Belial kojarzył, kim była Wartowniczka, która właśnie niepewnym krokiem wyszła im na spotkanie, nawet jeśli nigdy do tej pory nie miał okazji poznać jej osobiście. W końcu dopiero od niedawna służy Zwiadowcom, a w smoczej skali wieku wciąż należy jeszcze do podrostków. Jak śmiesznie by to nie brzmiało, gdy mowa o olbrzymie, który w samej wysokości przerasta dorosłe, przeciętne osobniki o dobre 3 metry.

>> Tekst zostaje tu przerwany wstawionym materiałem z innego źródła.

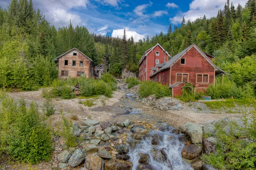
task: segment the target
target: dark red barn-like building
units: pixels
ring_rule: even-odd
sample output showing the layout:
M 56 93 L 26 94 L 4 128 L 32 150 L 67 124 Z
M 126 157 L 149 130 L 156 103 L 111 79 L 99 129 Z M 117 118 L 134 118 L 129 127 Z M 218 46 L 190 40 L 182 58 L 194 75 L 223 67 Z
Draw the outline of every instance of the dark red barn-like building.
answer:
M 182 95 L 182 87 L 187 83 L 192 84 L 197 91 L 204 90 L 215 83 L 216 76 L 225 74 L 212 62 L 212 57 L 192 44 L 164 62 L 160 69 L 154 71 L 152 67 L 150 81 L 168 85 L 173 96 Z
M 149 76 L 163 67 L 170 57 L 158 43 L 145 51 L 140 60 L 139 78 L 140 81 L 149 80 Z

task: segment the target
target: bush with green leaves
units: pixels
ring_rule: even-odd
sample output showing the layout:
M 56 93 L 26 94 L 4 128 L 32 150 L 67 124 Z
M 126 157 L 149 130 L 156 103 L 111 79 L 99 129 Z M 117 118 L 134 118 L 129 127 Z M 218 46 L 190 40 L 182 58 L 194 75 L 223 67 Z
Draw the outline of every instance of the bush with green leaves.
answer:
M 50 160 L 51 130 L 37 105 L 32 102 L 27 108 L 24 99 L 17 103 L 6 94 L 2 94 L 0 100 L 0 151 L 32 164 Z
M 126 79 L 125 82 L 126 83 L 128 83 L 128 88 L 131 88 L 140 84 L 140 80 L 139 80 L 139 79 L 134 77 L 130 77 Z
M 172 96 L 171 90 L 168 85 L 150 81 L 142 82 L 139 88 L 139 94 L 141 98 L 151 95 L 154 95 L 158 98 Z
M 221 124 L 215 126 L 217 153 L 204 154 L 201 158 L 207 163 L 221 170 L 256 169 L 256 115 L 250 124 L 245 116 L 243 120 L 244 127 L 235 122 L 228 124 L 229 132 Z

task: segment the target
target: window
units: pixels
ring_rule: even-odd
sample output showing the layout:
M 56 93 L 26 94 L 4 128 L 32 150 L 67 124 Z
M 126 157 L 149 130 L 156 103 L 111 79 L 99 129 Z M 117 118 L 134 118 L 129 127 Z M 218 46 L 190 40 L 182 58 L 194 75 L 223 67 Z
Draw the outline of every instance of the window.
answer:
M 77 74 L 76 74 L 76 76 L 77 77 L 84 77 L 84 72 L 81 71 L 77 71 Z
M 80 67 L 83 67 L 84 65 L 84 62 L 82 61 L 80 61 L 80 63 L 79 63 L 79 66 Z
M 196 82 L 199 83 L 207 83 L 208 82 L 208 74 L 198 74 L 196 76 Z
M 180 64 L 185 64 L 185 59 L 180 59 Z
M 179 73 L 176 75 L 176 82 L 181 81 L 188 82 L 189 81 L 189 74 L 187 74 Z
M 68 71 L 61 71 L 61 76 L 68 76 Z

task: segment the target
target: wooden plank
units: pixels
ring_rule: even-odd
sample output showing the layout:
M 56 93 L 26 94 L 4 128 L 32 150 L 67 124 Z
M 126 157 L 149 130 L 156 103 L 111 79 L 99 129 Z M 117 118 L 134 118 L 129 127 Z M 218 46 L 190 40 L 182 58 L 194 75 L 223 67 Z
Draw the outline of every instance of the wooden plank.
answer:
M 225 99 L 218 99 L 218 100 L 198 100 L 198 102 L 218 102 L 218 101 L 225 101 Z

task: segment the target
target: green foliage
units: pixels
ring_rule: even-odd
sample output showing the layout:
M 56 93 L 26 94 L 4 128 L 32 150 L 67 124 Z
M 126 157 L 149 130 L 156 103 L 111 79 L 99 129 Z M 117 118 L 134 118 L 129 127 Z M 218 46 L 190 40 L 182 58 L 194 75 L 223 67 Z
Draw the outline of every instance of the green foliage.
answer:
M 207 163 L 221 170 L 254 170 L 256 167 L 256 120 L 255 114 L 250 121 L 243 118 L 244 127 L 235 122 L 227 125 L 229 132 L 221 124 L 217 124 L 215 133 L 217 154 L 204 154 L 202 158 Z M 236 134 L 235 136 L 234 134 Z M 241 139 L 240 138 L 241 138 Z
M 41 117 L 38 105 L 32 102 L 27 108 L 23 99 L 17 103 L 4 94 L 0 98 L 0 151 L 32 164 L 50 160 L 51 131 Z
M 157 98 L 169 96 L 172 95 L 169 87 L 156 82 L 145 81 L 142 82 L 139 88 L 140 97 L 146 97 L 154 95 Z
M 139 79 L 136 78 L 134 77 L 130 77 L 126 79 L 125 82 L 126 83 L 128 83 L 128 88 L 131 88 L 133 86 L 140 84 L 140 80 L 139 80 Z

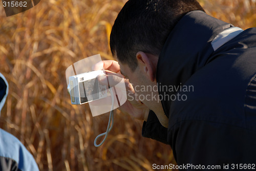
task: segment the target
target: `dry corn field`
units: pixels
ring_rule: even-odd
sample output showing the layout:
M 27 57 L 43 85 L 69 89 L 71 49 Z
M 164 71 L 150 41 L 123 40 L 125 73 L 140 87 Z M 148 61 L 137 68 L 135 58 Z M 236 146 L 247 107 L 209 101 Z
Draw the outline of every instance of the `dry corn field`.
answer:
M 7 17 L 0 4 L 0 72 L 9 83 L 0 127 L 19 139 L 40 170 L 152 170 L 175 163 L 169 146 L 141 136 L 142 122 L 114 113 L 93 117 L 71 105 L 65 71 L 83 58 L 111 59 L 112 26 L 125 1 L 49 0 Z M 256 26 L 255 0 L 201 0 L 206 12 L 243 29 Z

Vharia podeszła w pierwszej kolejności do niego, obrzuciła wyjątkowo badawczym spojrzeniem, jakby Belial zamiast powiększyć zapasy mięsa, przybył właśnie dokonać kradzieży. Jej wąsy sięgnęły jego pyska, przesuwając z wolna po ciemnych łuskach. Nie było to nic przyjemnego, ale Belial nie okazał w żaden sposób dyskomfortu. Jak na żołnierza przystało, stał z kamienną miną, gdy wyżej stojąca w hierarchii smoczyca powoli zaznajamiała się z zastaną sytuacją.

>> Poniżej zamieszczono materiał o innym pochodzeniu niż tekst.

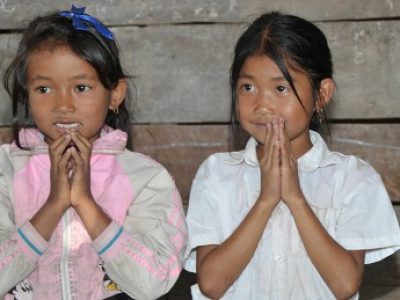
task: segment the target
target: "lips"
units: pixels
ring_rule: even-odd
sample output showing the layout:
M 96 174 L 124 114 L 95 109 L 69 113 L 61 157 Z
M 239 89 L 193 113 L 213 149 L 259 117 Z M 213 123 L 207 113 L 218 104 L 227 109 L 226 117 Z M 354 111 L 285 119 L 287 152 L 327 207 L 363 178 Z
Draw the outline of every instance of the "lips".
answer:
M 54 126 L 61 130 L 75 130 L 78 129 L 81 124 L 80 123 L 55 123 Z

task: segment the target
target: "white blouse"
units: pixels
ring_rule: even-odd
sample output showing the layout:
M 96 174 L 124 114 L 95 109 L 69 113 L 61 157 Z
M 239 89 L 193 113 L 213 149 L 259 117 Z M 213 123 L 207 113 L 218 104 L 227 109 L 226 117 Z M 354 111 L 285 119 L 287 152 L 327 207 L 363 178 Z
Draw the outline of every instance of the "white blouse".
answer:
M 313 147 L 298 159 L 300 185 L 327 232 L 348 250 L 366 250 L 366 264 L 400 249 L 399 223 L 380 176 L 355 156 L 329 151 L 318 133 L 310 131 L 310 136 Z M 250 138 L 244 150 L 213 154 L 200 166 L 187 215 L 188 271 L 196 271 L 196 248 L 221 244 L 256 201 L 256 145 Z M 207 299 L 197 285 L 192 296 Z M 253 258 L 222 299 L 335 299 L 283 202 L 273 211 Z

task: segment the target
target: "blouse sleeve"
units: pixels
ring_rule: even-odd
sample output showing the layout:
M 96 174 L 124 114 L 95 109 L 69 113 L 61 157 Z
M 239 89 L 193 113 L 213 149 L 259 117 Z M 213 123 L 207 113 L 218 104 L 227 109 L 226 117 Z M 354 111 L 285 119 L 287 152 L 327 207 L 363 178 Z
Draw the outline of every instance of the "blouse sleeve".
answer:
M 365 162 L 358 169 L 364 171 L 349 172 L 342 191 L 336 240 L 348 250 L 366 250 L 365 263 L 373 263 L 400 249 L 399 222 L 380 176 Z
M 193 180 L 186 217 L 189 238 L 185 269 L 196 272 L 196 248 L 219 245 L 223 240 L 219 217 L 216 180 L 213 178 L 213 157 L 206 160 Z
M 123 226 L 113 221 L 93 241 L 110 278 L 135 299 L 155 299 L 176 282 L 187 228 L 174 181 L 161 166 L 137 187 Z
M 0 298 L 36 267 L 47 242 L 27 222 L 15 225 L 12 205 L 12 167 L 4 146 L 0 149 Z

- Zgadza się - odezwał się w końcu swoim ciężkim głosem, odpowiadając Wartowniczce.
Powstrzymał się przed prychnięciem czy nawet niedbałym gestem przewracania oczu, gdy Vharia stwierdziła, że liche zbiory przynieśli. Nie chciał okazywać braku szacunku dla Strażniczki, nawet jeśli sam był zadowolony ze swojego polowania. Mógłby przecież wskazać wielu, wcale niemłodych i zajmujących wyższe pozycje, Zwiadowców, którzy wyłącznie czekają na wyprawy, między nimi nic nie robiąc. Podczas gdy oni, praktycznie żółtodzioby, ubili dwa stwory, w tym jednego zupełnie im nieznanego.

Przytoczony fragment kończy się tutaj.